Asian and European shares have rallied in early trade this morning, bouncing from last week’s crash, after eurozone and international governments announced guarantee measures for banks, and central banks moved to boost liquidity by injecting “unlimited” amounts of dollars into the global financial system. Unfortunately, this looks set to be another short term panacea and another in a long line of dead cat bounces hailed by many as capitulation and the market bottom. Markets will only bottom when there are little or no “bottom callers” and there is real volume in the sell offs.
The scale of gold’s sell off on Friday was surprising but it may have been the result of the huge hedge fund Citadel receiving a massive margin call due to serious losses on Lehman Brothers credit default swaps which came to market on Friday (sold at some 10 cents on the dollar). Citadel may have had to liquidate all of their positions and gold and silver may have got caught up in their need to unleverage and close very large positions in all markets.
Leveraged players have been massacred and will continue to be so due to the unprecedented volatility in these markets. Trading is nigh impossible in such an environment and thus gold should be invested in passively in a buy and hold strategy.
The massive $62 trillion worth of credit default swaps ($62 trillion in the Unites States alone, according to the International Swaps and Derivatives Association) may be on the verge of a collapse and this would make the subprime issues and asset backed securities associated with subprime look like a picnic. We have warned for some years regarding the threat posed by the humongous unregulated derivatives market and Buffet’s “financial weapons of mass destruction” phrase seems more apposite by the day.
With the Federal Reserve having agreed with the European Central Bank (ECB) and Bank of England to lend “unlimited” quantities of US dollars into their local money markets in order to prevent a systemic collapse it looks likely that government bonds may soon come under severe selling pressure. The US 10 year bond fell sharply last week and the yield rose from 3.42% to close at 3.861%. The “safe haven” of government bonds will be severely tested in the coming weeks and months.
The Comex gold price and the leveraged futures market is becoming less relevant by the day to the actual price of physical bullion with rationing, shortages and premiums on all coins and bars rising very significantly – rising even on a daily basis. Bullion coins that once retailed at some 5% over the spot price are now being traded at 10% to 15% over the spot price. Most wholesalers and retailers internationally are out of Krugerrands and other popular bullion coins and much of the public are now seeking to buy bullion on eBay where prices are also surging (see FT article in news section).

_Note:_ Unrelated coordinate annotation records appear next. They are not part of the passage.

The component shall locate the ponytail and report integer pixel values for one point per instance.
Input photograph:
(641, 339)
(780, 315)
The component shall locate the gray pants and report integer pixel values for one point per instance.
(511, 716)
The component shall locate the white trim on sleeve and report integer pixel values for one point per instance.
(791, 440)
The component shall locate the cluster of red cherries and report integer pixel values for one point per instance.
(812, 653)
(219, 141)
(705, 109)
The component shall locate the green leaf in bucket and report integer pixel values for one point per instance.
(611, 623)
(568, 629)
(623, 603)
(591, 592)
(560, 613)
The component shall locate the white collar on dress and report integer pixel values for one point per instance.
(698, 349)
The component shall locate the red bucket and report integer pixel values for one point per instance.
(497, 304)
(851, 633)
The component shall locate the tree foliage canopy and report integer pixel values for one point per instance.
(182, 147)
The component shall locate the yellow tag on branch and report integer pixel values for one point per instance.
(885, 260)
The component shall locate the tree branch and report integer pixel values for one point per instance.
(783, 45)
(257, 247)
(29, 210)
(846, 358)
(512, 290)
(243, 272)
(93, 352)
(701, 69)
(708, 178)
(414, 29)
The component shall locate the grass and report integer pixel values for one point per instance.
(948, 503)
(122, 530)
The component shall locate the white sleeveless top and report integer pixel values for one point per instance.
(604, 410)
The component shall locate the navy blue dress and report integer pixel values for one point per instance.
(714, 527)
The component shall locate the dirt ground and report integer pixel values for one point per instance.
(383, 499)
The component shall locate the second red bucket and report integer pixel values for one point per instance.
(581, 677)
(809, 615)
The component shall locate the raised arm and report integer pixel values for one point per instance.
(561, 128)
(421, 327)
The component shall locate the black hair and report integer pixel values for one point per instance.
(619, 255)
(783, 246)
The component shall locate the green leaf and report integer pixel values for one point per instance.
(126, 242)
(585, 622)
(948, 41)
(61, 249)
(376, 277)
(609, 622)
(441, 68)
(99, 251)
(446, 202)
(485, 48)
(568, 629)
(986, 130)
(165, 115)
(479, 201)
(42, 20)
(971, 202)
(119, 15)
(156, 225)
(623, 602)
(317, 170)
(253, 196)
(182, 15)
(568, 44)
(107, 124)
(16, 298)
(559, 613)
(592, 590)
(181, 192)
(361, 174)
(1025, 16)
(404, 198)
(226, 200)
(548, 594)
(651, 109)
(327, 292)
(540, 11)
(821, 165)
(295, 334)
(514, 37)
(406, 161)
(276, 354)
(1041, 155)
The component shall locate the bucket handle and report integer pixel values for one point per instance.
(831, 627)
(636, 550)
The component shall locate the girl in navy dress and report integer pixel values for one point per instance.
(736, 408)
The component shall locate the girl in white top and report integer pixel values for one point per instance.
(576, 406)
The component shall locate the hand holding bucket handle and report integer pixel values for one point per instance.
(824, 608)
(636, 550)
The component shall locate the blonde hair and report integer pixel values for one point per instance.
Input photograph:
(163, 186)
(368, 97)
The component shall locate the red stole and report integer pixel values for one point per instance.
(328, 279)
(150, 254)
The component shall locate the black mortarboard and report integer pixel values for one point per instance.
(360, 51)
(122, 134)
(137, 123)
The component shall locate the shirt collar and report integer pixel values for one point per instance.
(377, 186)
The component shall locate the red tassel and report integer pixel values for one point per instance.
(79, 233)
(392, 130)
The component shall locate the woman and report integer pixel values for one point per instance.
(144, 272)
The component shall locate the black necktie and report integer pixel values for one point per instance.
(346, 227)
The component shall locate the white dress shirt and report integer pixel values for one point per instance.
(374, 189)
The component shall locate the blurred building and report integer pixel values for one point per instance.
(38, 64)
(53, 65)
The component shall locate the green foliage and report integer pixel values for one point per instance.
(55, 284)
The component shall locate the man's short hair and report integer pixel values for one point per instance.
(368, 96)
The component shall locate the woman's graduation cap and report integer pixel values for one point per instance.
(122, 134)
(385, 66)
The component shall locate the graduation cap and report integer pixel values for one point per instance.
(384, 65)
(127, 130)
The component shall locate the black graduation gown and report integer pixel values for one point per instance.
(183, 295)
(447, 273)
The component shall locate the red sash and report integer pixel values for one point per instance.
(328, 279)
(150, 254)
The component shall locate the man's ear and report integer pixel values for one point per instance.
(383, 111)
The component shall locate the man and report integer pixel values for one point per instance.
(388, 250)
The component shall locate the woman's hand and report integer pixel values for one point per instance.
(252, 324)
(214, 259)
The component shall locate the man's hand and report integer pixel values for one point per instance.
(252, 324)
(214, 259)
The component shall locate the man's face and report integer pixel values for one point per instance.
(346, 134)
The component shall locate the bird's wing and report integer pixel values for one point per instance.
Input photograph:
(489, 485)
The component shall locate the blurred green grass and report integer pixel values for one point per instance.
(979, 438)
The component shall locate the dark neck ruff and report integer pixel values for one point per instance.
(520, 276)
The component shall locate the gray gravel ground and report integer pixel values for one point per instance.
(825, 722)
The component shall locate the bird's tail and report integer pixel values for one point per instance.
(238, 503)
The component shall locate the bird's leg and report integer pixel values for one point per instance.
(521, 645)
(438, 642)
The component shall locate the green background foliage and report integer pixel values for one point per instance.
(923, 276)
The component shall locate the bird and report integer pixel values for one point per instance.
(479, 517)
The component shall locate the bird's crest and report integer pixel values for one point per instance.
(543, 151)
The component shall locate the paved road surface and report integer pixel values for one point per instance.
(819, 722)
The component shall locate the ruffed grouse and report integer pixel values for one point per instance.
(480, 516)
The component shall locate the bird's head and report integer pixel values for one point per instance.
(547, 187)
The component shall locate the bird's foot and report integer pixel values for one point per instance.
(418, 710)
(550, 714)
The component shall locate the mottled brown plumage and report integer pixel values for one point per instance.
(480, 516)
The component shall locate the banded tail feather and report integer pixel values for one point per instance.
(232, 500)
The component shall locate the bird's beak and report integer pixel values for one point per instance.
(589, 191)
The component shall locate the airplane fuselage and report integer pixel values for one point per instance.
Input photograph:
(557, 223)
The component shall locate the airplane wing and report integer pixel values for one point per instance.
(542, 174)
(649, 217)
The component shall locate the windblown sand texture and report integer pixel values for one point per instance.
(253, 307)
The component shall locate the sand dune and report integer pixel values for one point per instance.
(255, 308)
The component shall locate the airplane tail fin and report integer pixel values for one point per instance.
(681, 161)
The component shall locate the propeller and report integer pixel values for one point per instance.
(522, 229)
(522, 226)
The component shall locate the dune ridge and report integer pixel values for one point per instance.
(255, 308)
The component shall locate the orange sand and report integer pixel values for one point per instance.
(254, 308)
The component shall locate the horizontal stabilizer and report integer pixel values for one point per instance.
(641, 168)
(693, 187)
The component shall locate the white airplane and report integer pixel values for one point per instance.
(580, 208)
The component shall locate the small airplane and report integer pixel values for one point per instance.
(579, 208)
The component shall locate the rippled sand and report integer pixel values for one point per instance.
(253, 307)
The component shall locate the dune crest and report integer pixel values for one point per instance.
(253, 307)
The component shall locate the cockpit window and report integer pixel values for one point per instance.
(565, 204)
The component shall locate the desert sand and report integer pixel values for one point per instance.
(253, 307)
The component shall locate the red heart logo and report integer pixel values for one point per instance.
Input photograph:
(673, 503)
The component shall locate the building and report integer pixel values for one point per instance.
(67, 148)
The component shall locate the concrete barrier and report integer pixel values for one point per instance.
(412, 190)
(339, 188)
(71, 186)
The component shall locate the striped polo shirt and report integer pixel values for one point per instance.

In recent weeks there have been little or no bullion sellers and nearly all buyers and bullion owners will have to be incentivised by and are waiting for far higher prices prior to even a minority of them selling. Many are “buy and hold” investors and savers and will not be “taking profits” even at higher prices as their motivation is not profit rather wealth preservation.
It seems increasingly likely that gold and silver will have to rally to over $1,200/oz and $25/oz before there is some selling and liquidity returns to the bullion market.